Issue with Salesforce/blip-image-captioning-large Endpoint: "input_ids or inputs_embeds" Error

Hello Hugging Face Community,

I am reaching out to seek your expertise regarding an issue I’m facing with the Salesforce/blip-image-captioning-large model via the Inference Endpoints.

Here’s a detailed outline of the problem:

  • Interface API Functionality: When using the Interface API, the process is smooth. I can send an image URL using json={"inputs": image_url}, and it returns the expected caption without the need to download the image.
  • Inference Endpoint Issue: However, the same success is not replicated when I switch to using the Inference Endpoints. Regardless of whether I send the image URL directly or download the image and send it, I encounter the following error: {"error": "You have to specify either input_ids or inputs_embeds or encoder_embeds"}. This error persists and prevents the endpoint from generating the expected caption.
  • Endpoint Testing Failure: To further investigate, I utilized the ‘Test your endpoint!’ feature within the Hugging Face platform by dragging and dropping an image directly. Unfortunately, this also resulted in the same error message.

The crux of the problem seems to be related to the expected request structure for the Inference Endpoint, which differs from the Interface API. The error suggests that the endpoint is expecting specific parameters (input_ids, inputs_embeds, or encoder_embeds) that are not clearly documented or are different from the Interface API’s requirements.

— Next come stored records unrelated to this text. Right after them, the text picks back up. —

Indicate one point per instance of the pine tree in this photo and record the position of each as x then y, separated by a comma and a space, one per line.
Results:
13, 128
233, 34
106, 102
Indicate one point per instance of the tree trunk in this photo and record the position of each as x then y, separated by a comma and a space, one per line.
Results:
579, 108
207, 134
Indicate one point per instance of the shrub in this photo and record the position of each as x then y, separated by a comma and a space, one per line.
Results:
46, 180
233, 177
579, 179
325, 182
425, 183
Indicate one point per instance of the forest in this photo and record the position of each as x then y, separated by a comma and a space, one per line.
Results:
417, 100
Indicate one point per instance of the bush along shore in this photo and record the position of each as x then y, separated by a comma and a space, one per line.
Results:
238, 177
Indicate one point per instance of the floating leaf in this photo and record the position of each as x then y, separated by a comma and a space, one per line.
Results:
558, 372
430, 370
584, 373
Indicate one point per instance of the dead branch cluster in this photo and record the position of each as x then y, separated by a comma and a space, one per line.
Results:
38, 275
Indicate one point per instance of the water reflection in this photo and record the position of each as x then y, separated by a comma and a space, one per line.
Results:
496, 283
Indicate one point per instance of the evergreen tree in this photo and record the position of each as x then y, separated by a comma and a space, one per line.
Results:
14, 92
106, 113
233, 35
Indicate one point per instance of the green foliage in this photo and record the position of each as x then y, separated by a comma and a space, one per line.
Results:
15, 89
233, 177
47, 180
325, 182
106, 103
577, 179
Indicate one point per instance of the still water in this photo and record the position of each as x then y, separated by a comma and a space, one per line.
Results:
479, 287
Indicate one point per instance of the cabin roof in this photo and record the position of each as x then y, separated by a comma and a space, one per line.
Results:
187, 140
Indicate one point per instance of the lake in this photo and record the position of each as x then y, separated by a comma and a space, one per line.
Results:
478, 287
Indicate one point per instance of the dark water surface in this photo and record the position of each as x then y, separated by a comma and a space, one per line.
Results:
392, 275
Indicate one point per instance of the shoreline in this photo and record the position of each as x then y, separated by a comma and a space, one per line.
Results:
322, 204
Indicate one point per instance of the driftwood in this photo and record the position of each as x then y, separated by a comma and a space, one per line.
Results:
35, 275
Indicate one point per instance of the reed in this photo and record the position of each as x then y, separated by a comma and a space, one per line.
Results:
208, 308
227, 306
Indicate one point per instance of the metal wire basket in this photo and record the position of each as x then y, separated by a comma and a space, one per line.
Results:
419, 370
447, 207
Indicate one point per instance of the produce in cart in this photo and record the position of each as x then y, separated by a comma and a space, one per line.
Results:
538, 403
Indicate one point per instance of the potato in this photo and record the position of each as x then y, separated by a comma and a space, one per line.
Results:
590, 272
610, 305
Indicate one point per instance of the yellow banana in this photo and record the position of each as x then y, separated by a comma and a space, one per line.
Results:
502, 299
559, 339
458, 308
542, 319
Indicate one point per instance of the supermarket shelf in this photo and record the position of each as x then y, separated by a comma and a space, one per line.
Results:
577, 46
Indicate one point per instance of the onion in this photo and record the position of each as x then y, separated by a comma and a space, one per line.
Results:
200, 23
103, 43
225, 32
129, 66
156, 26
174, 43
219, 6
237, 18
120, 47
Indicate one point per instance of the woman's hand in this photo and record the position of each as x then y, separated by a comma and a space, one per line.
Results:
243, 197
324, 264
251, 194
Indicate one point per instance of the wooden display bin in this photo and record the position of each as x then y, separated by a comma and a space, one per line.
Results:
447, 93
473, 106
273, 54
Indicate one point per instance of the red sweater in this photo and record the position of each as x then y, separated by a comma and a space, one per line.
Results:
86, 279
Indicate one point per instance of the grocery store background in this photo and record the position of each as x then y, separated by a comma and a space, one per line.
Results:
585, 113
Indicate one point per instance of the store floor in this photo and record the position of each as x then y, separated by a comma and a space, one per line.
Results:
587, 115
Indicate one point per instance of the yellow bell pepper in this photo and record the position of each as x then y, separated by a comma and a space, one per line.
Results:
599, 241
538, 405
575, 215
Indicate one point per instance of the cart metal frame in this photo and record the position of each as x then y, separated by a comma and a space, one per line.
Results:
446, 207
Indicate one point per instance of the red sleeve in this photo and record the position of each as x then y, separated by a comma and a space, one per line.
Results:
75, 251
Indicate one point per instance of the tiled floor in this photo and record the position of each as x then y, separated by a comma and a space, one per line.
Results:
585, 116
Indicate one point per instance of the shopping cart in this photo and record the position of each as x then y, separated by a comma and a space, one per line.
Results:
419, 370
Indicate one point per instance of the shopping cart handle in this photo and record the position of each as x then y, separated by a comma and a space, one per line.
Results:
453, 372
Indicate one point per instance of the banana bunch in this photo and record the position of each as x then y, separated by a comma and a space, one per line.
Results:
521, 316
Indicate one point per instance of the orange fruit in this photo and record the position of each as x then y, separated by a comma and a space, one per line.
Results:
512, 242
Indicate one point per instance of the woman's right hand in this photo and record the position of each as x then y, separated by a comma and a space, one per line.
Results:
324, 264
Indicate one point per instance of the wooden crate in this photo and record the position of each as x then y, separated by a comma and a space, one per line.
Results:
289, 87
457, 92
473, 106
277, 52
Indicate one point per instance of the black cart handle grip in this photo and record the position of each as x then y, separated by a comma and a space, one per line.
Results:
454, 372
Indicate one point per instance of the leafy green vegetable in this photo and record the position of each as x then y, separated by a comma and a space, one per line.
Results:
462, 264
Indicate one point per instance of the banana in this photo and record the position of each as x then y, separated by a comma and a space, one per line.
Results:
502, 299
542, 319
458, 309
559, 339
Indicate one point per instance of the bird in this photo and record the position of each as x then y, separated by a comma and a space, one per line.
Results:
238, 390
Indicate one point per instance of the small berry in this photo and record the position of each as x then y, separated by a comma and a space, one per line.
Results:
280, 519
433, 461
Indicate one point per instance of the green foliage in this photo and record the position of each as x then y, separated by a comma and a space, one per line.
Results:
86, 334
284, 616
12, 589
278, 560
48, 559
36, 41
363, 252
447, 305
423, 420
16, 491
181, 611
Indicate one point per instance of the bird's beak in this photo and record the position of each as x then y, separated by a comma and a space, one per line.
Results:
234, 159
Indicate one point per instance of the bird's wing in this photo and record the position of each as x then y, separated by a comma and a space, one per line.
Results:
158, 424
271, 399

I am looking for guidance on how to resolve this inconsistency:

  1. What is the correct way to structure the request for the Inference Endpoint when using image URLs?
  2. Is there a step I might be overlooking that would account for the difference in behavior between the Interface API and the Inference Endpoint?
  3. Has anyone successfully used the Inference Endpoint with image URLs, and if so, could you share an example request?

Any insights, code snippets, or documentation references that could shed light on this issue would be incredibly valuable.

Thank you in advance for your assistance and support.

Warm regards,

i wish HF documented the expected inputs for the API and inference endpoints. i assumed they were the same schema.

did you resolve this for the Salesforce/blip model? because i’m facing the same issue…